Citrus and mango farmers are currently battling it out with Rand Merchant Bank (RMB) over the delivery of water for irrigation and household use from the Blyde Dam. RMB has twice cut off water supply to some of the farmers on the pipeline, the first time being on New Year's Eve, and the second time on March 2, 2005.
The farmers reconnected the water, and the manager of the Lower Blyde Water Users' Association occupied the control room to ensure that the water could not be switched off again. The dispute centres around a 155km pipe network that was designed to replace existing canal infrastructure that had previously supplied water to the farmers.
The earth-lined canal system was highly inefficient, losing more than 60 percent of the water by the time it had been distributed to all the farmers. After the initially projected construction costs increased to R60 million, the Industrial
Development Corporation withdrew from the project on the grounds that it was not sustainable, and RMB stepped in with a R138 million loan, with interest now standing at about R200 million, to build the pipeline.

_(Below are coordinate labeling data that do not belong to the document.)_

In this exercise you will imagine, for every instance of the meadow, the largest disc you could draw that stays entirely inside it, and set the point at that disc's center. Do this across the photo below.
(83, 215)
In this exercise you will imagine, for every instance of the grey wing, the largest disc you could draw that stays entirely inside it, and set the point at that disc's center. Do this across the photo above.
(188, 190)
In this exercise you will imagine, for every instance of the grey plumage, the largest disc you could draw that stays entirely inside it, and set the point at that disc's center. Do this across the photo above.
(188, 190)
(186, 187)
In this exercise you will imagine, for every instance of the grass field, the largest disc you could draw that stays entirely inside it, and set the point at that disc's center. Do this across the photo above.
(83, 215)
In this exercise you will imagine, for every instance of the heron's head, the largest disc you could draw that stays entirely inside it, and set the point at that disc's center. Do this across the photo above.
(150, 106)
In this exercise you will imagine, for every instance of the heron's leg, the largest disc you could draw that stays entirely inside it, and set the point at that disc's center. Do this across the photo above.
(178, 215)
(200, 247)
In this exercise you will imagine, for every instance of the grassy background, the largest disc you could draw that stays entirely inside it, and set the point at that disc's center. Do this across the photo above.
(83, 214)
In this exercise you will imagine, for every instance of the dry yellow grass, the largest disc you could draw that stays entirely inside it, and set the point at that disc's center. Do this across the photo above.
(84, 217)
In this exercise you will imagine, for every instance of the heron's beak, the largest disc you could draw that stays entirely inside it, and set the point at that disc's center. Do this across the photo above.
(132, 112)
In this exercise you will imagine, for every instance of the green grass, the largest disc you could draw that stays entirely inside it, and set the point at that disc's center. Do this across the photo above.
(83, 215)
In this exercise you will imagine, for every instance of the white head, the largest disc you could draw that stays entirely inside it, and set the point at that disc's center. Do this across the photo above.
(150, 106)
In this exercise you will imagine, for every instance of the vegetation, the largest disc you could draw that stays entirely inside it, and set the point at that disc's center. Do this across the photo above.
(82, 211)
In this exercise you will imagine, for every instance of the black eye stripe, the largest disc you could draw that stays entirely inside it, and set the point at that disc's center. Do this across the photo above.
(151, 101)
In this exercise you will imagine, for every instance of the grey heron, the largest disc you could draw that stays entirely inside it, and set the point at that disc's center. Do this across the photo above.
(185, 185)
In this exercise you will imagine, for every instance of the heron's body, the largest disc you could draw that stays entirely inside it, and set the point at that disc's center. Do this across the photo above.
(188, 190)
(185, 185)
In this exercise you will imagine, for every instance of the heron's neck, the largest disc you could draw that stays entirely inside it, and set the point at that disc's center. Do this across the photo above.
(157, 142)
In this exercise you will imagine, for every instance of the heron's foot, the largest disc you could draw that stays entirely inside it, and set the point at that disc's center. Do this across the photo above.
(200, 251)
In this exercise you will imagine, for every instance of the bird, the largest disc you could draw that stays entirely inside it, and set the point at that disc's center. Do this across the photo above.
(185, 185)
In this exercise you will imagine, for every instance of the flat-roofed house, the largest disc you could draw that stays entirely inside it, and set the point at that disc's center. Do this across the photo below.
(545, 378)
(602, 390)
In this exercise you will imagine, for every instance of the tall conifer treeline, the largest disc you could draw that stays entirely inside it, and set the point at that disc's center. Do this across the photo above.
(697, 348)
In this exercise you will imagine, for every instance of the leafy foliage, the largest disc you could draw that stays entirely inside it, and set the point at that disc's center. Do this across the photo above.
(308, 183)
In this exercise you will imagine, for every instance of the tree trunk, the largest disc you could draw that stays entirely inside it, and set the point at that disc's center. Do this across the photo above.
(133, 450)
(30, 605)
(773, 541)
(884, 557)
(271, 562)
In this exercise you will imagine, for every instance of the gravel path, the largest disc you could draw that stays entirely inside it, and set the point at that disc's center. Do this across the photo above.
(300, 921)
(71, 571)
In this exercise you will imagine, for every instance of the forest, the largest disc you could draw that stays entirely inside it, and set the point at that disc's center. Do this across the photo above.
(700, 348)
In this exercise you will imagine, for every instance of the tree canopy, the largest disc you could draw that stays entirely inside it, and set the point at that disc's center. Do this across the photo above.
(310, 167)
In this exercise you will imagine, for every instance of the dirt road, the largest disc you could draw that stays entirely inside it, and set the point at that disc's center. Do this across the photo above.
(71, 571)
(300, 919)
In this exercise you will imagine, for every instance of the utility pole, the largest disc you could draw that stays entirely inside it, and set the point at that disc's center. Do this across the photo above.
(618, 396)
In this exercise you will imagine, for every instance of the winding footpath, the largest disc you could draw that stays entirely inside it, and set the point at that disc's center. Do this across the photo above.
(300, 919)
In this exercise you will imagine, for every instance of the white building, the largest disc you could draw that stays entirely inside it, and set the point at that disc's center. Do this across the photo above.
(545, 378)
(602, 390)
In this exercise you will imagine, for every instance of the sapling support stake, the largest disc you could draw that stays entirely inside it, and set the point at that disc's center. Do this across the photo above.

In the initial impact assessment for the pipeline, it was estimated that the cost of delivering the water through a pipeline would be R830 per hectare per year. To recover the costs of building the pipeline, the price of water delivery has now increased to over about R4000 per hectare per year.
According to Jurie van Vuren, manager of the Lower Blyde Water Users' Association, the cost of the water itself is only about R250/ha/yr. Many of the farmers say they cannot afford RMB's price, and last year entered into legal negotiations with RMB to negotiate a rate that is mutually beneficial. However, this process does not appear to be getting any results, and RMB cut the water off to three farmers in a test case on December 31, 2004.
The water was reconnected in January after urgent court appeals, and an interim agreement between RMB and the farmers to pay R2000/ha/yr. This interim agreement also appears to be unsatisfactory to RMB as they cut off the water a second time. The issue went to the Supreme Court in Pretoria, where a judge heard the case on 15 March. He is expected to give a verdict on the matter this week. According to van Vuren, if the judgement goes against the farmers, RMB will be able to enforce any price on the transportation of the water. This would result in the loss of many jobs in the region.
Prior to the construction of the pipeline, the EIA (CSIR 1997) estimated that about 4000ha of land were cultivated using water from the canal system in 1997. It is now estimated that 6600ha are under cultivation, and there were plans in place to irrigate a further amount of land to grow sugarcane, if the cost of the water allowed it.